La raffinerie Dangote annonce une quatrième baisse du prix du carburant en un mois

Quatre baisses de prix en quatre semaines : c’est le rythme affiché par la raffinerie Dangote depuis fin mai. Dans un communiqué officiel publié ce 2 juillet, l’entreprise annonce une nouvelle réduction de 50 nairas par litre du Premium Motor Spirit (PMS, essence), portant la baisse cumulée depuis le 30 mai à plus de 200 nairas par litre.

L’ajustement ne se limite pas à l’essence. Le gazole, ou Automotive Gas Oil (AGO), voit son prix reculer de 300 nairas par litre, tandis que le kérosène pour avions, le Jet A1, enregistre la baisse la plus marquée avec 520 nairas retranchés au litre. La raffinerie affirme réaffirmer par cette mesure « son engagement à faire bénéficier les Nigérians de prix équitables et durables ».

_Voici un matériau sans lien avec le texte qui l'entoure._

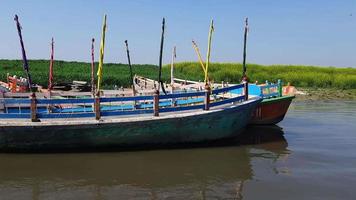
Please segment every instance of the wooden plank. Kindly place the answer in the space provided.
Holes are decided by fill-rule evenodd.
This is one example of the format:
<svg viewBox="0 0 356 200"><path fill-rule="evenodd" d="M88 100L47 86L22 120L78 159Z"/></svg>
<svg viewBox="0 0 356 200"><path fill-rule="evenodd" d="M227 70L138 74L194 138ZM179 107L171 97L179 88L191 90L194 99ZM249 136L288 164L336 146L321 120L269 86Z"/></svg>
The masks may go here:
<svg viewBox="0 0 356 200"><path fill-rule="evenodd" d="M177 112L177 111L185 111L185 110L198 110L203 109L204 104L200 105L193 105L193 106L178 106L178 107L167 107L167 108L160 108L159 112Z"/></svg>
<svg viewBox="0 0 356 200"><path fill-rule="evenodd" d="M56 118L86 118L94 117L95 113L38 113L39 118L43 119L56 119Z"/></svg>

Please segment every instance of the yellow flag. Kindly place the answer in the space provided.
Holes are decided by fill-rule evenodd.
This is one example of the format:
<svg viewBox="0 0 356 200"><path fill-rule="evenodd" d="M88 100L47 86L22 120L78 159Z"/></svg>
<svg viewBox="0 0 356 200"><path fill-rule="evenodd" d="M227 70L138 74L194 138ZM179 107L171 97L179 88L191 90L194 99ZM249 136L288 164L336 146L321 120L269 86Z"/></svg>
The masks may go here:
<svg viewBox="0 0 356 200"><path fill-rule="evenodd" d="M210 30L209 30L209 37L208 37L208 51L206 54L206 63L205 63L205 84L208 83L208 69L209 69L209 63L210 63L210 49L211 49L211 37L213 35L214 31L214 21L211 20L210 23Z"/></svg>
<svg viewBox="0 0 356 200"><path fill-rule="evenodd" d="M104 48L105 48L105 32L106 32L106 15L104 15L104 22L103 22L103 30L101 32L101 43L100 43L100 58L99 58L99 66L98 66L98 85L97 91L100 92L100 85L103 78L103 62L104 62Z"/></svg>

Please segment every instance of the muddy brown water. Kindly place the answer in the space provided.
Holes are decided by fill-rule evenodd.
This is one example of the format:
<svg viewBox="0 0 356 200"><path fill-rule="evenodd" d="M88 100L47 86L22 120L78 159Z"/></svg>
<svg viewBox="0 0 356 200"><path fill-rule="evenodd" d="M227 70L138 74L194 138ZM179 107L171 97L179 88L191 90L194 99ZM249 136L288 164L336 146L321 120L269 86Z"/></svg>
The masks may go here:
<svg viewBox="0 0 356 200"><path fill-rule="evenodd" d="M0 154L5 199L356 199L356 102L296 102L212 147Z"/></svg>

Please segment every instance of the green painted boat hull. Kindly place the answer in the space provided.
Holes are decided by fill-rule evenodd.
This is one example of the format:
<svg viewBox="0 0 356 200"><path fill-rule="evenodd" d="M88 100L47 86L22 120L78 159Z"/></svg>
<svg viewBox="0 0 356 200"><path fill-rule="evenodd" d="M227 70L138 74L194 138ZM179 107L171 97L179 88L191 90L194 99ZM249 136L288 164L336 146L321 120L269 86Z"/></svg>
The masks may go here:
<svg viewBox="0 0 356 200"><path fill-rule="evenodd" d="M2 126L0 150L95 150L219 140L238 135L260 101L250 100L217 111L200 111L203 114L150 117L134 122Z"/></svg>

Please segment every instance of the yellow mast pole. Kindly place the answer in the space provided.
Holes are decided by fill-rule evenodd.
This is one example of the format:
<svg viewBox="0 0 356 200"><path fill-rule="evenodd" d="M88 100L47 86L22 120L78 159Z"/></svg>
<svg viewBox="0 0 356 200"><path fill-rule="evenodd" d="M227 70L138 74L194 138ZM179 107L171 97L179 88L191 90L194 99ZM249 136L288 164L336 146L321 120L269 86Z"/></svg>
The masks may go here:
<svg viewBox="0 0 356 200"><path fill-rule="evenodd" d="M200 65L201 65L201 68L203 69L203 71L204 71L204 75L205 75L205 71L206 71L206 69L205 69L205 65L204 65L204 62L203 62L203 59L201 58L201 55L200 55L200 51L199 51L199 48L198 48L198 45L197 45L197 43L195 43L195 41L194 40L192 40L192 43L193 43L193 48L194 48L194 50L195 50L195 52L197 53L197 55L198 55L198 59L199 59L199 62L200 62Z"/></svg>
<svg viewBox="0 0 356 200"><path fill-rule="evenodd" d="M208 37L208 51L206 53L206 64L205 64L205 85L208 84L208 70L209 70L209 63L210 63L210 50L211 50L211 38L214 32L214 21L211 20L210 23L210 30L209 30L209 37Z"/></svg>
<svg viewBox="0 0 356 200"><path fill-rule="evenodd" d="M104 49L105 49L105 32L106 32L106 15L104 15L103 28L101 32L101 43L100 43L100 58L98 66L98 85L97 85L97 95L100 96L100 85L103 78L103 62L104 62Z"/></svg>

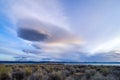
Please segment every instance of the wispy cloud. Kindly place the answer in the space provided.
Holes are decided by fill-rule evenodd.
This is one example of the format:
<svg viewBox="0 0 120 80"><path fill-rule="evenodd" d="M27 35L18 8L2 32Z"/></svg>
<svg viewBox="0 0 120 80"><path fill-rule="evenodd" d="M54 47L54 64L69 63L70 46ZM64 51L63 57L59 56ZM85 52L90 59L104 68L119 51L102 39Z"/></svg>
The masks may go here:
<svg viewBox="0 0 120 80"><path fill-rule="evenodd" d="M119 61L118 2L73 2L0 0L0 54L27 60Z"/></svg>
<svg viewBox="0 0 120 80"><path fill-rule="evenodd" d="M120 38L119 36L114 37L108 41L104 41L100 44L94 45L94 47L91 47L89 49L89 52L91 54L97 54L97 53L106 53L111 52L113 50L120 50Z"/></svg>
<svg viewBox="0 0 120 80"><path fill-rule="evenodd" d="M1 11L14 26L7 30L14 33L22 44L28 44L26 47L21 46L18 54L12 50L16 56L26 57L27 54L31 59L38 56L41 59L60 59L69 51L74 52L73 47L80 45L81 39L70 29L59 0L2 0L2 3L6 5ZM30 46L34 49L28 49Z"/></svg>
<svg viewBox="0 0 120 80"><path fill-rule="evenodd" d="M6 0L5 9L8 16L15 20L35 18L40 21L68 28L64 9L59 0Z"/></svg>

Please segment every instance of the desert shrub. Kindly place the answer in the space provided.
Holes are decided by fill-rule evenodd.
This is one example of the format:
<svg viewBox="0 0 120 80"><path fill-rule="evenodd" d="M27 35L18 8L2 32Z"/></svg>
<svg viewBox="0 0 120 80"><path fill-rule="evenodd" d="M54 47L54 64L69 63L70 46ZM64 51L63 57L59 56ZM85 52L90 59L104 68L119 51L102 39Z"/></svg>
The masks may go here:
<svg viewBox="0 0 120 80"><path fill-rule="evenodd" d="M113 66L110 69L110 74L112 74L114 77L116 77L116 80L120 80L120 67L119 66Z"/></svg>
<svg viewBox="0 0 120 80"><path fill-rule="evenodd" d="M107 76L107 75L109 74L109 68L107 68L107 67L102 67L102 68L100 69L100 73L101 73L102 75L104 75L104 76Z"/></svg>
<svg viewBox="0 0 120 80"><path fill-rule="evenodd" d="M100 74L99 72L96 72L96 74L93 76L92 80L105 80L105 77Z"/></svg>
<svg viewBox="0 0 120 80"><path fill-rule="evenodd" d="M73 75L76 72L75 68L70 68L70 74Z"/></svg>
<svg viewBox="0 0 120 80"><path fill-rule="evenodd" d="M49 76L49 79L48 80L63 80L63 75L60 71L53 71L50 76Z"/></svg>
<svg viewBox="0 0 120 80"><path fill-rule="evenodd" d="M90 79L92 76L94 76L96 73L96 70L95 69L87 69L85 70L85 76L86 76L86 79Z"/></svg>
<svg viewBox="0 0 120 80"><path fill-rule="evenodd" d="M29 80L47 80L47 78L48 78L47 75L35 72L29 77Z"/></svg>
<svg viewBox="0 0 120 80"><path fill-rule="evenodd" d="M95 75L96 70L95 69L90 69L91 76Z"/></svg>
<svg viewBox="0 0 120 80"><path fill-rule="evenodd" d="M80 68L80 72L85 72L85 69L84 68Z"/></svg>
<svg viewBox="0 0 120 80"><path fill-rule="evenodd" d="M25 72L25 76L30 76L32 74L32 69L30 67L26 67L24 69L24 72Z"/></svg>
<svg viewBox="0 0 120 80"><path fill-rule="evenodd" d="M11 80L11 77L10 75L3 73L1 74L0 80Z"/></svg>
<svg viewBox="0 0 120 80"><path fill-rule="evenodd" d="M0 80L120 80L119 66L0 65Z"/></svg>
<svg viewBox="0 0 120 80"><path fill-rule="evenodd" d="M98 72L100 71L100 68L101 68L101 66L96 66L95 67L96 71L98 71Z"/></svg>
<svg viewBox="0 0 120 80"><path fill-rule="evenodd" d="M81 80L83 76L85 76L84 73L80 73L80 72L79 73L74 73L74 79L75 80Z"/></svg>
<svg viewBox="0 0 120 80"><path fill-rule="evenodd" d="M70 76L70 71L63 70L63 74L64 74L65 77L68 77L68 76Z"/></svg>
<svg viewBox="0 0 120 80"><path fill-rule="evenodd" d="M115 77L114 75L112 75L112 74L108 74L107 76L106 76L106 80L118 80L118 79L116 79L117 77Z"/></svg>
<svg viewBox="0 0 120 80"><path fill-rule="evenodd" d="M38 67L32 67L32 72L36 72L39 68Z"/></svg>
<svg viewBox="0 0 120 80"><path fill-rule="evenodd" d="M65 80L75 80L75 79L74 79L74 77L69 76L69 77L66 77Z"/></svg>
<svg viewBox="0 0 120 80"><path fill-rule="evenodd" d="M85 76L86 76L86 79L90 79L92 74L90 72L90 70L85 70Z"/></svg>
<svg viewBox="0 0 120 80"><path fill-rule="evenodd" d="M89 79L91 79L92 76L95 75L96 70L95 69L87 69L87 70L85 70L84 73L85 73L84 76L86 77L86 79L89 80Z"/></svg>
<svg viewBox="0 0 120 80"><path fill-rule="evenodd" d="M13 80L23 80L25 78L25 73L21 69L13 70L12 79Z"/></svg>
<svg viewBox="0 0 120 80"><path fill-rule="evenodd" d="M45 68L45 71L46 71L47 73L52 72L50 65L48 65L48 66Z"/></svg>
<svg viewBox="0 0 120 80"><path fill-rule="evenodd" d="M10 80L11 68L5 65L0 66L0 80Z"/></svg>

Un décalage assumé entre coûts et marché mondial

La raffinerie justifie ce mouvement par son mode d’approvisionnement. Le brut qu’elle transforme aujourd’hui a été acheté plusieurs semaines, voire plusieurs mois auparavant, à des prix bien supérieurs à ceux du marché actuel. Le coût de revient moyen atteignait 124,80 dollars le baril en mai et restait encore élevé à 95,25 dollars en juin, alors que la référence internationale s’établit désormais autour de 71 dollars. L’entreprise précise avoir « choisi d’absorber une part importante de ces coûts » pour protéger les consommateurs et stabiliser le marché intérieur.

Cette stratégie tranche avec la période mars-mai 2026, marquée par une volatilité extrême consécutive au conflit entre les États-Unis, Israël et l’Iran, déclenché le 28 février. Le prix ex-dépôt de l’essence Dangote avait alors bondi de 699 nairas en décembre 2025 à un pic de 1 175 nairas en mars, avant une série de dix-sept ajustements recensés sur l’année par la plateforme PetroleumPriceNG — six hausses et trois baisses rien qu’au premier trimestre. Une hausse à 1 350 nairas annoncée début mai avait même été annulée en quelques jours, montrant les difficultés du raffineur à fixer une trajectoire stable.

Une production qui dépasse déjà sa capacité de conception

Le communiqué souligne un changement structurel : la capacité de la raffinerie, conçue pour traiter 650 000 barils par jour, suffirait désormais « à couvrir la demande nationale ». Ce seuil nominal, atteint pour la première fois en février 2026, a depuis été dépassé : un test de performance certifié par les concédants de technologie de l’installation a confirmé début juin une capacité de traitement portée à 700 000 barils par jour. Une expansion vers 1,4 million de barils par jour est par ailleurs engagée, avec un objectif affiché d’ici fin 2028, ce qui ferait de Lekki la plus grande raffinerie au monde devant celle de Jamnagar en Inde.

Cette montée en puissance renforcerait, selon l’entreprise, la sécurité énergétique du Nigeria et éliminerait sa dépendance aux importations. Cet argument avait déjà été avancé en mars par des responsables de la filière pétrolière, qui présentaient la raffinerie comme un rempart contre les pénuries plutôt qu’une garantie de prix bas.

Dangote annonce anticiper une modération continue des prix, à mesure que des cargaisons de brut acquises à moindre coût entreront progressivement dans le cycle de production. Aucune date précise n’est toutefois avancée pour de nouveaux ajustements, l’entreprise se réservant la possibilité de revoir sa grille tarifaire au fil de l’évolution de ses stocks.